CD-Burner Problems: Excessive File Subdirectories

AheadNero is driving me nuts. I’m trying to burn a back-up CD of mainly magazine articles and tons of MS Word data files. Nero won’t copy a lot of these files because some folders have more than 8 subdirectories (IOW, eight levels down) or because the file name is more than 256 characters (when I use the default title supplied by the magazine, which I guess is a mistake).

I’ve shortened the file names, but have these questions:

  1. Is there a utility program that will automatically reduce the number of subdirectories I have (IOW, de-stack them.)? I always thought lots of well-organized subdirectories was the hallmark of organization.

  2. I clicked the “Joliet” standard off, which supposedly makes this problem less likely. What is the Joliet and does clicking it off create problems?

  3. Is it better to have more folders inside fewer subdirectories? WHy?

  4. How important is data verification at the end of burning? It takes a long time.

BTW, I just downloaded the newest version of Nero–5.5.7.8.

  1. Why do you need a utility? Just grab the directories from lower down and put them in the root directory that you’re backing up.

  2. Directory structure is neither good nor bad, it’s whatever is easier for you to figure out, and your clients, if that is the case. The deeper you go, though, the harder it usually is to find things.

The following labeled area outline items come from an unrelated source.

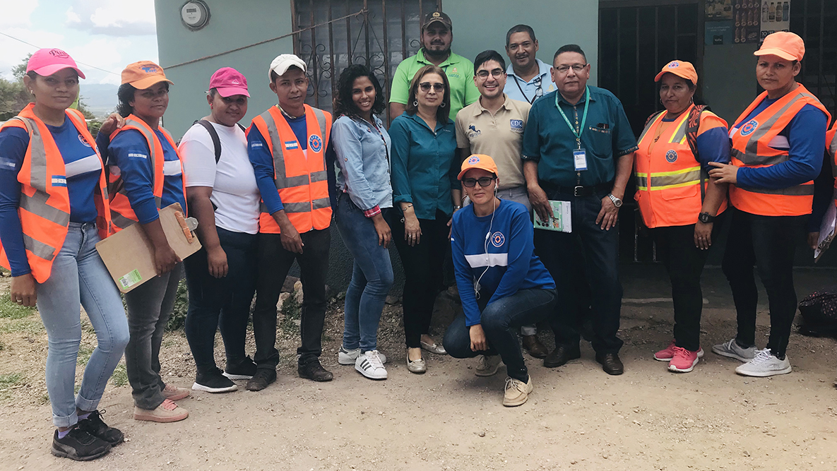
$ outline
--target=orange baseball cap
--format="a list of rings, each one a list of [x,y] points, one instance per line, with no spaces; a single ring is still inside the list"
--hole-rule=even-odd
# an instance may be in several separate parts
[[[654,78],[654,81],[659,82],[663,78],[663,75],[666,74],[674,74],[678,77],[683,77],[686,80],[691,80],[693,84],[697,84],[697,71],[695,70],[695,66],[691,62],[672,60],[663,67],[660,74],[657,74],[657,76]]]
[[[779,31],[768,34],[762,47],[753,55],[775,55],[785,60],[802,60],[805,57],[805,42],[797,34]]]
[[[462,172],[460,172],[460,176],[457,178],[462,180],[469,170],[475,168],[480,168],[497,175],[497,166],[494,163],[494,159],[485,154],[472,154],[471,156],[462,162]]]
[[[141,90],[159,82],[168,82],[174,84],[174,82],[166,78],[162,67],[150,60],[141,60],[129,64],[125,70],[122,70],[123,85],[131,84],[135,89]]]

  3. I haven’t used Nero in a long time, I use Easy CD creator now, but I never use the error checking or testing. Sure, I create a coaster every now and then, but for the time it saves not to check, it’s worth it to me. If you need a high integrity backup, I’d either use the verification or go through and check all of the files manually after the burn.

Maybe you could zip the main directories into zip files. Or maybe the subdirectories into zip files. I think I’d prefer doing that rather than changing all those file names.

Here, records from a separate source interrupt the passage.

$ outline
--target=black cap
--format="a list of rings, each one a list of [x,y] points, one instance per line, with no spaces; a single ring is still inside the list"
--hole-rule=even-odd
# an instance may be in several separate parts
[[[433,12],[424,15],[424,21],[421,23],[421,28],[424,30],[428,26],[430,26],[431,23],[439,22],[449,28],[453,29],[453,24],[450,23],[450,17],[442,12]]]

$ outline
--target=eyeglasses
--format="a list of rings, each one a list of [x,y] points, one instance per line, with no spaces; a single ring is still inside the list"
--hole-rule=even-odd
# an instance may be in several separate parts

Sounds to me like you’re using low-quality CD burning software. I don’t think it is a characteristic of the ISO-9660 format, of which the Joliet is a subset.

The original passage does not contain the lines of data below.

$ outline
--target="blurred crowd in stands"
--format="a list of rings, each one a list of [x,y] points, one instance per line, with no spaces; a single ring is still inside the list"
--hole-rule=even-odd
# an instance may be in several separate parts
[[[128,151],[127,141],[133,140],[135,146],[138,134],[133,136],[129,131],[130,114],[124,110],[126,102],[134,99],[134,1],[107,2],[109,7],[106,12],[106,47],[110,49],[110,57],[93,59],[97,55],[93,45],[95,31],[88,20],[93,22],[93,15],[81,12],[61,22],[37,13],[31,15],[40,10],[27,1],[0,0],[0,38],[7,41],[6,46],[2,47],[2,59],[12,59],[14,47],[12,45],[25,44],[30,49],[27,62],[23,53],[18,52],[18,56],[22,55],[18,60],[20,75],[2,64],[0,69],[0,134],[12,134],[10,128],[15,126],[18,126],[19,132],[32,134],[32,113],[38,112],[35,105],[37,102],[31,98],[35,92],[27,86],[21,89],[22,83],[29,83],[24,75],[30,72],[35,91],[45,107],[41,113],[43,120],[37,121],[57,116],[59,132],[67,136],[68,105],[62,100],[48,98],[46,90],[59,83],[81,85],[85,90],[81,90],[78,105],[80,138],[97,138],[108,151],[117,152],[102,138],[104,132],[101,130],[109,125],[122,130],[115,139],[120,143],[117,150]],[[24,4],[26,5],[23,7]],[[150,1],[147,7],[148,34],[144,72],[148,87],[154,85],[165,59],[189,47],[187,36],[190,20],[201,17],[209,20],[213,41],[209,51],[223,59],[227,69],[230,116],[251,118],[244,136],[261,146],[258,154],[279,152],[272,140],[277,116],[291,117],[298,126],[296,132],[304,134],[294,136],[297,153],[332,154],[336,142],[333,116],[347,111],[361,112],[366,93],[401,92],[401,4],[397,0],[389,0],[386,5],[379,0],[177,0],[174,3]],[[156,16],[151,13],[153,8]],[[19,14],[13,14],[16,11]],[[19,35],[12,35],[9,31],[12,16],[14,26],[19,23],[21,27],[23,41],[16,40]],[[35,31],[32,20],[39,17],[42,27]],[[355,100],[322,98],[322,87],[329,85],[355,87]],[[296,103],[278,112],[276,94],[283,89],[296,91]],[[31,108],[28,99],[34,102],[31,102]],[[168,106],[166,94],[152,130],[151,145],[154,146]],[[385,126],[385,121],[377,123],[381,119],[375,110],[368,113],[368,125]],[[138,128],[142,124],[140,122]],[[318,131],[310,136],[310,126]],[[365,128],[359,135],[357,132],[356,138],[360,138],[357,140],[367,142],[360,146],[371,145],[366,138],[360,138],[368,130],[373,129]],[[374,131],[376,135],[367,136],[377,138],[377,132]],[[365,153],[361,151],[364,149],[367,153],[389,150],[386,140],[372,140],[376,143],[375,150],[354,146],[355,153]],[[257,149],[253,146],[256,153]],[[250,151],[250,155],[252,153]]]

Turning Joliet off, btw, leaves you stuck with MS-DOS style 8.3 file and folder names and ALL CAPS at that.

I just launched Toast and dragged the contents of my OS X startup partition into the window. Toast obligingly cranked away and reflected a folder hierarchy at least 9 levels deep, and as soon as I supply it with whatever 9 gig blank CD media my Matsushita CD-RW will recognize :eek: , it’s ready to burn it for me.

Try Roxio Easy CD Creator, that would be Toast ported to the PC if I recall correctly.

I believe you’re incorrect. From the mkisofs manual page on Linux:

I stand corrected.
Of course, many of the other restrictions described for ISO do not apply to Joliet (which eliminates the file name length, ALL CAPS, no spaces, etc, restrictions on file names) but it seems unlikely that Joliet increases the number of folder hierarchical levels.

[Johnny Carson]

I did not know that

[/Carson]

i have faced similar problems in the past using Easy CD Creator 4. I zip the root directory into one big 650MB ( or whatever size ) zip file and add winzip to the cd incase the comp i need to use the files on does not have winzip or similar unzipping software. You could also create a self-extracting .exe to make it easier to unzip on the target comp. or use WinRAR to span it incase the total file size exceeds that of a single writeable CD.